# Aero playing with his feather



## xoxsarahxox (Dec 13, 2010)

Haha I caught him playing with his feather Sorry there such crappy photos he wouldnt hold still for me to get a good shot.


----------



## xoxsarahxox (Dec 13, 2010)

also i must say i have toilet paper in my room to clean up Aero poop


----------



## roxy culver (May 27, 2010)

How cute!!!


----------



## xoxsarahxox (Dec 13, 2010)

Thanks every feather he lost today he had to play with it and then hed get mad if i tried to take his feather away


----------



## Belinda (Oct 9, 2010)

Haha, Arnella does this too... she'll hold onto that feather & carry it around with her. She's like a dog with a bone. Aero and Arnie have lots in common


----------



## xoxsarahxox (Dec 13, 2010)

Belinda said:


> Haha, Arnella does this too... she'll hold onto that feather & carry it around with her. She's like a dog with a bone. Aero and Arnie have lots in common


haha they do have lots in common


----------



## lperry82 (Aug 2, 2010)

Ha ha my Lucky is the same  she loves feathers 
I think i have toilet paper every where lol messy they are lol


----------



## beckins (Jul 30, 2010)

What is birds obsession with feathers? lol my two love them too, youd think being covered in them wud mean that their own feathers wudnt fascinate them haha. you twiddle a feather in ur hand n theyre on you XD then they like to run to the edge of my desk and drop them off >.>


----------



## WereAllMadHere (Jan 24, 2011)

lol what cute pictures of Aero!
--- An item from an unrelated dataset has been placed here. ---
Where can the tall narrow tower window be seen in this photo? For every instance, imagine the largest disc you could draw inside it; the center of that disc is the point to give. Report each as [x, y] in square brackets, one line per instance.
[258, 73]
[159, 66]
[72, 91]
Cindy is the same with feathers, if I try to take them away from her she get's really mad!


----------



## pknight1120 (Feb 9, 2011)

LOL, My babies havent shown much interest yet, but they havent had their first molt yet... Rambo, however, my blue and gold macaw, just went thru his first mold and every time a down feather would float thru the air, he would just stare it at like he was trying to figure out what it was, its funny to watch. He also plays with his .. Needless to say, during a macaw molt, the entire living room is COVERED.


----------



## WereAllMadHere (Jan 24, 2011)

lol I bet it would cover everything! I've always wanted a big parrot but I'm afraid it would hurt or kill a smaller bird.


----------



## mistty002 (Dec 21, 2007)

I think that all birds loves to play with their feathers  My loves too


----------